In any event, she has entered therapy which I do not believe has been effective. Mostly because she is telling the T how this guy "dumped" her after this long-lasting affair. I guess that echos what you've all written here re interaction with counselors.

But now my question: WHAT CAN BE DONE FOR THESE FOLKS? I'm sure my sister doesn't want to be this miserable, unhappy, lie-fabricator. Her life clearly greatly suffers from her actions. My thought is to say "look, you have some very deep-rooted problems. One of the ways this comes out is that you lie about just about any and everything you talk about - including your fantasy boyfriend. You need to go to the shrink and tell her that you have been unable to keep from lying YOUR WHOLE LIFE. In the absence of your ability to do this, you cannot have any more contact w/me or my family. You cannot be part of our lives and we can't be part of yours.....your call."

I suppose this is really one of the 12-steps...admitting the problem. Lots of what I've read suggests N's are unable to do that. But what if.....? I've been contemplating this step for some time.

 
At 7:11 PM, Anonymous Anonymous said...

In response to the last poster:
"But now my question: WHAT CAN BE DONE FOR THESE FOLKS? I'm sure my sister doesn't want to be this miserable, unhappy, lie-fabricator. Her life clearly greatly suffers from her actions. My thought is to say "look, you have some very deep-rooted problems. One of the ways this comes out is that you lie about just about any and everything you talk about - including your fantasy boyfriend. You need to go to the shrink and tell her that you have been unable to keep from lying YOUR WHOLE LIFE. In the absence of your ability to do this, you cannot have any more contact w/me or my family. You cannot be part of our lives and we can't be part of yours.....your call."


I did this exact thing- almost word for word with my parents 24 years ago. They were unable to comply-so I severed every possible tie, including relatives I loved and wished to remain in contact with - to ensure my complete and total separation.

After 18 years, I began a very slow process of reconciliation. It took 5 years of minimal contact.

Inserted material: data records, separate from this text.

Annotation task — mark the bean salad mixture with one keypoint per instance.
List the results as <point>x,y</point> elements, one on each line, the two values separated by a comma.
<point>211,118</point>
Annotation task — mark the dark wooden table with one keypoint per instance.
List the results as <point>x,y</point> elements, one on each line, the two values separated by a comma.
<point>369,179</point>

I can say in their case, yes, they truly have changed to some degree.

The relationship as it stands is not that of a "child" with it's parents...it is very distant with high boundaries on my end. I treated them with the cordiality one might treat a stranger at first and it has grown a bit from there BUT...it will NEVER be a formal parent/child relationship. My expectations of them are extremely minimal and in that, I have been able to be pleasantly surprised by some of their growth. This is NOT the case usually. My ex-P husband's mother is a 75 yr old malignant N all of her life and at 70 (last I saw her) she was more destructive and horrific than ever.

My parents, while somewhat changed and to be honest, far more acceptable as human entities, to this day will NEVER be able to take responsibility (honest, truthful) for what they were and did in the past. And the ex-P mother-will never in this lifetime even achieve that much.